Most of these runtimes shoot for as full NPM / Node compat as they can muster without intolerable contortions in the code. Why? Because a ton of software out there runs on NPM, or on Node APIs. Users think of server-side JavaScript and Node as the same thing -- this is not true, Node is both the "Node APIs" and the V8-based engine underneath it.
But this is exactly what I mean: for Deno to claim that Oracle does not "use" the JavaScript trademark requires a completely ignorant stance about technologies like GraalJs. Last we benched, Elide (on top of GraalJs) outperformed Deno by a wide margin. Oracle has invested years of engineering work into it. Enough that it outperforms Node (by a long shot) and Deno, and typically ties with Bun. So why does Deno get to say what happens with the trademark? It makes no sense to me.
I might even agree that Oracle should not own it or control it the way they do. I don't know. But I do know that Deno's demands are Node-centric, and the JavaScript ecosystem is simply way bigger than that.
I think the history, causes, and goals here are getting a bit wobbly. Ryan has been outspoken about what he thinks he did wrong with Node and why he decided to make Deno. I'm obviously not him, so I can't speak much about all of that.
Node compatibility is interesting because it's only useful until it's not. If all these other runtimes eat away enough at node's share, it won't make sense to be compatible with node anymore.
Just to finish the original discussion, as much as I love talking about the current state of js (heh) runtimes: the mention of graaljs supports deno's argument. Oracle, for whatever reason, used "js" rather than "JavaScript".
GraalJs is just a name. It was created by Oracle so they can use the trademark if they want to. I have no idea what you are talking about.

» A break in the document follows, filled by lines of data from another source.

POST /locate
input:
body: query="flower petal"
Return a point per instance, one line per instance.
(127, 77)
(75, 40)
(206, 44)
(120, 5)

> Ryan has been outspoken about what he thinks he did wrong with Node and why he decided to make Deno
Yes, I explained that we disagree. Clearly he also feels he was wrong about Deno’s NPM choices since he reversed course and added NPM support. So Ryan agrees with me, I guess.
> If all these runtimes eat away enough at node’s share
WinterCG and other efforts are formalizing APIs that can be shared across runtimes. Which is great. Many of these APIs are at least informed by, if not outright standardized versions of, Node APIs. They are here to stay.
That's a poor stats to be polite. SQL is no programming language, PL/SQL and its variants are. Without scripting languages you can't embed much logic in it.
I also wonder how they count multi users, I can easily mark 10 of those if not more.
> HTML/CSS were the most commonly used programming languages
I am sorry but that can't be taken seriously, then I know a ton of Excel developers, and wait till I get to Powerpoint ones.
Brendan Eich, the creator of JavaScript and a co-signatory of this letter, wrote in 2006 that “ECMAScript was always an unwanted trade name that sounds like a skin disease.”
Then this is not a matter of trademark or identity. It is only a matter of marketing. If this is just a matter of trademark my comment remains equally valid. Just use a different name.
Oracle gets no real benefit from the trademark, and getting everyone to stop calling it JavaScript is basically impossible. It would be better for everyone for Oracle to just abandon the trademark.
I don't expect Oracle to actively release the trademark, but it would be better if they did.